4. Comparison of Different Object Detection Models
To assess the efficacy of the proposed MBY model in steel surface defect detection tasks, empirical trials were executed utilizing two publicly available datasets: NEU-DET and PVEL-AD. The selected benchmark models include YOLOv5 [
52], YOLOv6 [
53], YOLOv8, YOLOv10, YOLOv11 [
54], as well as other advanced detection models such as CAY [
55], YOLOv7-BA [
56], EFd-YOLOv4 [
57], MS-YOLOv5s [
58], PD-DETR [
59], SSA-YOLO [
60], and EDTNet [
61]. All experiments were performed under consistent settings, with the specific detection metrics shown in
Table 7 and
Table 8.
In the initial experimental series, the YOLOv5 model attained mAP@0.5 of 84.5% and mAP@0.5–0.95 of 53.6% on the NEU-DET dataset. The second set of experiments introduced YOLOv6, which performed similarly to YOLOv5, with mAP@0.5 of 84.4% and a marginal enhancement in mAP@0.5–0.95. YOLOv8 and YOLOv10 demonstrated certain advantages in detection speed, but their overall accuracy did not meet expectations. YOLOv11, on the other hand, showed weaker performance, with mAP@0.5 of only 77.3%, indicating its subpar performance when dealing with complex textures.
In the sixth set of experiments, the proposed MBY model achieved superior performance compared to all other models with respect to detection correctness. On the NEU-DET dataset, the mAP@0.5 value ascended to 85.8%, while the mAP@0.5–0.95 metric climbed to 56.2% and recall reached 79.7%, with significant improvements across all metrics. This indicates that MBY excels in feature extraction, target localization, and small-defect recognition. On the PVEL-AD dataset, the MBY model also demonstrated excellent performance, with mAP@0.5 reaching 75.9%, outperforming models such as YOLOv8 and YOLOv10. Despite the improved detection accuracy, MBY’s computational cost remains at 8.1 G, comparable to YOLOv8, and significantly lower than YOLOv6’s 11.8 G, reflecting the model’s balanced performance between accuracy and efficiency.
Figure 12 and
Figure 13 show the detection visualization results of MBY, YOLOv8, and YOLOv11 on two datasets. MBY demonstrates more stable performance in detecting small objects such as cracks, scratches, and pits, with more accurate bounding box localization and a significant reduction in false positives and false negatives.
It is worth emphasizing that the proposed model enhances detection performance and, concurrently, mitigates computational overhead to a notable extent. Overall, the empirical investigations within this segment validate the potency of the propounded enhancements and clearly highlight their advantages across different dimensions.
5. Conclusions
This study proposes MBY (MBDNet-attention-YOLO), a steel surface defect detector that first introduces the carefully engineered MBDNet backbone to markedly improve multi-resolution feature encoding and representation of defects. At the same time, the integration of the designed MultiSEAM module effectively improves feature adaptability across different scales and complex background conditions, particularly showing higher accuracy in handling small defects.

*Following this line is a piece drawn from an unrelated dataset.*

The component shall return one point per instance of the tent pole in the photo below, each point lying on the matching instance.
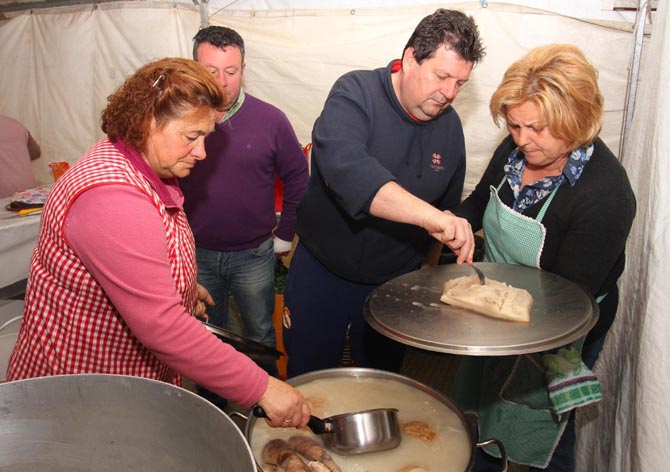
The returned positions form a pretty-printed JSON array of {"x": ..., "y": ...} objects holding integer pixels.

Next, to tackle the problem of inadequate bounding box regression precision, we introduce the Inner-SIoU loss function, optimizing the correspondence between predicted boxes and reference boxes, accelerating the convergence speed during training, and improving detection stability. Finally, we conducted comprehensive evaluations on the public NEU-DET and PVEL-AD datasets; experimental results show that the MBY algorithm achieved a detection accuracy of 85.8% on NEU-DET and 70.8% on PVEL-AD. Compared to mainstream single-stage detection algorithms such as YOLOv5, YOLOv6, and YOLOv8, MBY outperforms in multiple key metrics, demonstrating its strong adaptability and generalization capability in complex texture interference and small-object recognition.
To further propel this research, future endeavors will focus on the following three aspects: (1) refining the backbone network architecture to magnify the model’s capacity for representing multi-scale defect features; (2) combining different feature fusion strategies and attention mechanisms to further strengthen the model’s robustness in complex backgrounds; and (3) exploring the application of the MBY algorithm to other types of surface defect detection tasks.